# Day 19

## Part I

本日问题有难度。第一部分可以使用深度优先搜索来判断字符串是否匹配规则0。这里采用了递归完成，每次成功的匹配都会返回匹配到的字符串长度，对于简单规则来说，那就是返回1，没有匹配到任何字符串将会返回0。

这里如果试图获得所有可能的模式，无论在时间上还是空间上复杂度都很高。

In [1]:
from itertools import product
from typing import Dict, List

class Rule(object):
    def __init__(self, rule_id: int):
        self.rule_id = rule_id
    
    def add_forward_list(self, forward: List[int]):
        if not hasattr(self, 'forwards'):
            self.forwards = []
        self.forwards.append(forward)
        
    def set_match(self, match: str):
        self.match = match
    
    def matches(self, rules: Dict[int, 'Rule'], data: str) -> int:
        if hasattr(self, 'match'):
            return int(data[0] == self.match)
        for forward in self.forwards:
            index = 0
            for r in forward:
                ret = rules[r].matches(rules, data[index:])
                if ret == 0:
                    break
                index += ret
            else:
                return index
        return 0

然后是两个部分可以共用的读取输入函数：

In [2]:
from typing import Tuple

def read_input(input_file: str) -> Tuple[Dict[int, Rule], List[str]]:
    with open(input_file) as fn:
        data = fn.read()
    part1, part2 = data.split('\n\n')
    rules = {}
    for line in part1.split('\n'):
        rule_id, rhs = line.rstrip().split(': ')
        rule_id = int(rule_id)
        rule = Rule(rule_id)
        if rhs[0] == '"':
            rule.set_match(rhs[1:-1])
        else:
            for forward in rhs.split(' | '):
                rule.add_forward_list([int(x) for x in forward.split(' ')])
        rules[rule_id] = rule
    return rules, [line for line in part2.split('\n') if line]

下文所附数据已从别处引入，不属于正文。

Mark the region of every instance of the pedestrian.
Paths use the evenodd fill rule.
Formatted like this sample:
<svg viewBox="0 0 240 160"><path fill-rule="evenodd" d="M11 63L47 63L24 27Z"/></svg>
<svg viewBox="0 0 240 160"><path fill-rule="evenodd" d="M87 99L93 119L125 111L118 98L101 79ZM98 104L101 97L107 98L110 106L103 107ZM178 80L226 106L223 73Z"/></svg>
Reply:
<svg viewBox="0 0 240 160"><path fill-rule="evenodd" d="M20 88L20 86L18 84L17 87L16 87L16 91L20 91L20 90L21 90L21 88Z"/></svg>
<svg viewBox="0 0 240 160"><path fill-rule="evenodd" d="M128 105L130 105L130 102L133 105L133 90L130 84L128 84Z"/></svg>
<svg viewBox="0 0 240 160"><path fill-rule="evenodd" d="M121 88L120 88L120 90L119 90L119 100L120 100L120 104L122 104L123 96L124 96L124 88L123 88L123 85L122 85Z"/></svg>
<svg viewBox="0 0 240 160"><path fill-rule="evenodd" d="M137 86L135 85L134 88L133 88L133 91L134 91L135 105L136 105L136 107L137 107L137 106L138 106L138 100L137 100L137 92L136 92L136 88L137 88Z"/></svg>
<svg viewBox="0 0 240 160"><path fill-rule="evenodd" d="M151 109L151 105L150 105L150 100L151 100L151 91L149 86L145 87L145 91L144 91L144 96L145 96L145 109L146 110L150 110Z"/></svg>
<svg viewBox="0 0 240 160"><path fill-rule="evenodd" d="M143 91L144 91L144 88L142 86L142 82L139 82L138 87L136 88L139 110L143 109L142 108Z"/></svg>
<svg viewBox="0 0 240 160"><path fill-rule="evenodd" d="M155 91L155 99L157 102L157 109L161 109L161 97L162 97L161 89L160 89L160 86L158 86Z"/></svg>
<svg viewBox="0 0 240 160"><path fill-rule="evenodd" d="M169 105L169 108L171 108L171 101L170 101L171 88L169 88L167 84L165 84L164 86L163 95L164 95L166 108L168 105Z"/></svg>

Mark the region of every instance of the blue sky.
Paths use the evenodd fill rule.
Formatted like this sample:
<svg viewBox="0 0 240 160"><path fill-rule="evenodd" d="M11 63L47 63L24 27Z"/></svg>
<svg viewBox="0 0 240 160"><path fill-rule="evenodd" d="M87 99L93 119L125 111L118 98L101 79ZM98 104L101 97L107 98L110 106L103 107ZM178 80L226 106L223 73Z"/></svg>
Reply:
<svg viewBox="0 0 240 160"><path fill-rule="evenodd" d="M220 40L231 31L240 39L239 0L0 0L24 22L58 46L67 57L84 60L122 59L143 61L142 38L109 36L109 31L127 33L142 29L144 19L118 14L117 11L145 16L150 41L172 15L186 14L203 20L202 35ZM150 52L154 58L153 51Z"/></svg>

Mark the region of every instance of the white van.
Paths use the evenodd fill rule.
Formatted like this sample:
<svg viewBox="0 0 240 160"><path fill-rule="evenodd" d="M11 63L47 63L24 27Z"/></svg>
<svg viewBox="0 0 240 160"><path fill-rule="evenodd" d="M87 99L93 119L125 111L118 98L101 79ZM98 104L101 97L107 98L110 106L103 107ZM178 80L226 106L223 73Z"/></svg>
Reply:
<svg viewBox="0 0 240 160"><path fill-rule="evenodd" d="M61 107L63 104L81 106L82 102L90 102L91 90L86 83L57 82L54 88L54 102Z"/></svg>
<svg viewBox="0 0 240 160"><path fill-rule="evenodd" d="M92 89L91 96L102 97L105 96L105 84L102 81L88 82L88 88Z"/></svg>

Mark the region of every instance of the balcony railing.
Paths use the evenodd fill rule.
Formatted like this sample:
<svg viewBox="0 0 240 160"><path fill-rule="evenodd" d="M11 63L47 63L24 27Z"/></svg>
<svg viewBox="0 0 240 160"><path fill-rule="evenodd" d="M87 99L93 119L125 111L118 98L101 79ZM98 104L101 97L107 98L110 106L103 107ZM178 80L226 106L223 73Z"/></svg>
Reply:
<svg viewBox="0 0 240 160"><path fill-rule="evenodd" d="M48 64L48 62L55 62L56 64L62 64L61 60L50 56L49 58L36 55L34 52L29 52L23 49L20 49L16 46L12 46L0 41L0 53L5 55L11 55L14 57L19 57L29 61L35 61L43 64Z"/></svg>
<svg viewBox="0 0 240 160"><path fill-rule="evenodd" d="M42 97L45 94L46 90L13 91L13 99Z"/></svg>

我们对上面的matches方法做一个简单的单元测试：

In [3]:
test_rules, test_data = read_input('testcase1.txt')
assert(test_rules[0].matches(test_rules, 'ababbb') == 6)

然后就是第一部分的逻辑，所有字符串复合规则0的个数：

In [4]:
def part1_solution(rules: Dict[int, Rule], data: List[str]) -> int:
    return sum(rules[0].matches(rules, line) == len(line) for line in data)

单元测试：

In [5]:
assert(part1_solution(test_rules, test_data) == 2)

获得第一部分的结果：

In [6]:
rules, data = read_input('input.txt')
part1_solution(rules, data)

299

## Part II

第二部分需要对数据进行观察，规则0是由规则8和11组成，规则8修改之后可以包括1个以上的规则42，规则11修改之后可以包括相等个数的规则42和规则31。因此采用贪婪原则，首先匹配尽可能多的规则42，假设匹配到m个，然后匹配剩余所有的规则31，假设匹配到n个，如果 m - n > 0 就表示能够符合规则0。

In [7]:
class Rule(object):
    def __init__(self, rule_id: int):
        self.rule_id = rule_id
    
    def add_forward_list(self, forward: List[int]):
        if not hasattr(self, 'forwards'):
            self.forwards = []
        self.forwards.append(forward)
        
    def set_match(self, match: str):
        self.match = match
    
    def matches(self, rules: Dict[int, 'Rule'], data: str) -> int:
        if hasattr(self, 'match'):
            return int(data[0] == self.match)
        for forward in self.forwards:
            index = 0
            for r in forward:
                ret = rules[r].matches(rules, data[index:])
                if ret == 0:
                    break
                index += ret
            else:
                return index
        return 0
    
    def multiple_matches(self, rules: Dict[int, 'Rule'], data: str) -> Tuple[int, int]:
        match_len = self.matches(rules, data)
        if match_len == 0:
            return 0, 0
        if match_len >= len(data):
            return 1, match_len
        counter = 1
        index = match_len
        ret = self.matches(rules, data[index:])
        while ret > 0:
            counter += 1
            index += match_len
            if index >= len(data):
                break
            ret = self.matches(rules, data[index:])
        return counter, match_len

对multiple_matches方法做简单的单元测试：

In [8]:
test_rules, test_data = read_input('testcase2.txt')
assert(test_rules[42].multiple_matches(test_rules, 'bbabbbbaabaabba') == (2, 5))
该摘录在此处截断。